The human thyroid carcinoma cell line NPA (14) was grown in DMEM supplemented with 10% FCS. For GDNF or PDGF stimulation, the cells were starved for 20 h in F12 medium and 0.5% FCS. Stimulation with 50 ng/ml GDNF (Alomone Labs) or 50 ng/ml PDGF (Upstate Biotechnology) was performed for 10 min.

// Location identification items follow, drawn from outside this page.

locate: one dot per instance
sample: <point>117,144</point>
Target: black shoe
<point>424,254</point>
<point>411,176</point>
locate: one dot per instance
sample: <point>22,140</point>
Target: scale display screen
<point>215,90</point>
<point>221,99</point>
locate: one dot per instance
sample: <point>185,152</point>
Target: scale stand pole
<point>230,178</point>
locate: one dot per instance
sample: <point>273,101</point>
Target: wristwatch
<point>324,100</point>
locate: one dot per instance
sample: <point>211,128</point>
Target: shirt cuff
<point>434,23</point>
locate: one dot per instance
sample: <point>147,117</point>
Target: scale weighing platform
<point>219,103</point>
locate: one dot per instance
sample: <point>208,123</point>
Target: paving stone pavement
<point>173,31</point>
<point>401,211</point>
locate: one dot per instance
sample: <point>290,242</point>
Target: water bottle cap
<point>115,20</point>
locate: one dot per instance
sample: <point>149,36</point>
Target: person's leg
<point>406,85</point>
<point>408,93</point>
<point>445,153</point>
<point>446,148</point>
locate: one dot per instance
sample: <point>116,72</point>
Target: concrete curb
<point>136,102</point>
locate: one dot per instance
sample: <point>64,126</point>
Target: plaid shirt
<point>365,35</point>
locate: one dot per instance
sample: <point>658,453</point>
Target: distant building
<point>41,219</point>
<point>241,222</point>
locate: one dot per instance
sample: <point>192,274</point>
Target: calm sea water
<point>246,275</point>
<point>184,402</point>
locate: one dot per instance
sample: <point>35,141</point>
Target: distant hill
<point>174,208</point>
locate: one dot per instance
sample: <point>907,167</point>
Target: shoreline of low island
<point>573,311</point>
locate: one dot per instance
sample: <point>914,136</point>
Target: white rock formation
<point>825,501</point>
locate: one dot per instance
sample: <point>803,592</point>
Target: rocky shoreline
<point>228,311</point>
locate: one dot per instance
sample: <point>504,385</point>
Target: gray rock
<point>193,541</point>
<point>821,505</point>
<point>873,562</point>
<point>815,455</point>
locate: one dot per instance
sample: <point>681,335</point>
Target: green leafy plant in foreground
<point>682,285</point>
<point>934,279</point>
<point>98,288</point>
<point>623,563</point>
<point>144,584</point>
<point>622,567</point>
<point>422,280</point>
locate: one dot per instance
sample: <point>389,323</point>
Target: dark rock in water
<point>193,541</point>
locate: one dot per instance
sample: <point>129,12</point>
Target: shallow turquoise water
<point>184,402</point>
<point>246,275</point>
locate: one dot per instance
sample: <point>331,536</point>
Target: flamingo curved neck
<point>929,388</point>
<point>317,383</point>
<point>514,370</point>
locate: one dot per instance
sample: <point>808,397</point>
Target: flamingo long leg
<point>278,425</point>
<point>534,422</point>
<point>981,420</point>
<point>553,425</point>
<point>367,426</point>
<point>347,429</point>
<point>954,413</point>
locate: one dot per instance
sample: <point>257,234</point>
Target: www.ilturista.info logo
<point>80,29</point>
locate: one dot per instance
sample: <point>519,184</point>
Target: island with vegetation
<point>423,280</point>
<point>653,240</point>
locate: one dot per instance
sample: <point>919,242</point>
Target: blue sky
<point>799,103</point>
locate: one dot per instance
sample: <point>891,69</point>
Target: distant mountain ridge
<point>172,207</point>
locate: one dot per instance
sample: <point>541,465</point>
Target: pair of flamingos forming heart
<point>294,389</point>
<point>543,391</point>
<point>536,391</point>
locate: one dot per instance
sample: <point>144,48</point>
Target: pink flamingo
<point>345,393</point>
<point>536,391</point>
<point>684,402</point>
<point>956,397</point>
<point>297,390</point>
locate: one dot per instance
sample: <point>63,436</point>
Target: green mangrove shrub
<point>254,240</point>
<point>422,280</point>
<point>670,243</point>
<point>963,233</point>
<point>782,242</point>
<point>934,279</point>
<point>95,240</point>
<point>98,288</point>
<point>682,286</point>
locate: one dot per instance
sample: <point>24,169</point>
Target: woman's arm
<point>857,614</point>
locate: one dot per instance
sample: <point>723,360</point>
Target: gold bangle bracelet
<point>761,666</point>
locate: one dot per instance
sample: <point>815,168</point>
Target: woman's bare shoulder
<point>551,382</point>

RNA Extraction and RT-PCR Analysis.
Each frozen biopsy was mechanically disrupted in a Mikro-Dismembrator II (B. Braun) containing liquid nitrogen. Total RNA was extracted by the Ultraspec II (Biotecx Laboratories) according to the manufacturer’s instructions. RT-PCR was performed as follows: 5 µg of total RNA were reverse-transcribed at 42°C for 50 min in the presence of 500 ng of random hexamers and Superscript II reverse transcriptase (Life Technologies, Inc.) in a final volume of 20 µl. Two µl of the cDNA reaction were then subjected to 30 PCR cycles (30 s at 95°C, 30 s at 56°C, and 1 min at 72°C) using the AmpliTaq Kit (Perkin-Elmer) and 0.4 µmol/liter specific primers. The following primers were used in RT-PCR experiments: RETTM1 (5'-CTGTCCTCTTTCCCCTCATC-3') and RETC2 (5'-TGCAGGCCCCATACAATTTG-3') for the amplification of proto-RET only; RETC1 (5'-TGGGAATCCCTCGGAAGAA-3') and RETC2 for the amplification of both the proto- or oncogenic version of RET being designed on the tyrosine kinase domain of RET; Aldo/F (5'-CGCAGAAGGGGTCCTGGTGA-3') and Aldo/R (5'-CAGCTCCTTCTTCTGCTGCGGGGTC-3') for the amplification of the aldolase A housekeeping gene; GDNFR1 (5'-AGCATGTACCAGAGCCTGCAG-3') and GDNFR2 (5'-TCGTTCTTCATAGGAGCACAC-3') for the amplification of GFR1; TRNR2r (5'-CCAGTGTCATCACCACCTGCACG-3') and TRNR2H3 (5'-AGCCGACGGTCTGGCTCTGCTGG-3') for the amplification of GFR2; EST10 (5'-ACTGTCCTGCTCTTTGAACC-3') and RET39 (5'-TGGACTCAGTACTTCGACC-3') for the amplification of ELE1/RET; and RET56 (5'-TGCCCCTTCAGTGTTCCTACT-3') and EST4 (5'-CTTGATAACACTGGCAGGTT-3') for the amplification of RET/ELE1. PCR products were electrophoresed on a 3% agarose gel containing ethidium bromide (0.5 µg/ml) and visualized under UV light.

Genomic PCR Analysis.
High-molecular weight DNA was extracted following standard procedures. ELE1/RET and RET/ELE1 fragments containing the breakpoints were amplified using the following primers: EST10 (5'-ACTGTCCTGCTCTTTGAACC-3') and RET39 (5'-TGGACTCAGTACTTCGACC-3') for ELE1/RET; and RET56 (5'-TGCCCCTTCAGTGTTCCTACT-3') and EST4 (5'-CTTGATAACACTGGCAGGTT-3') for RET/ELE1.

Sequencing.
For sequencing reactions, a dye terminator cycle sequencing ready reaction kit (ABI Prism) was used. Reaction products were then analyzed using the ABI Prism 377 fluorescent DNA sequencer (Perkin-Elmer).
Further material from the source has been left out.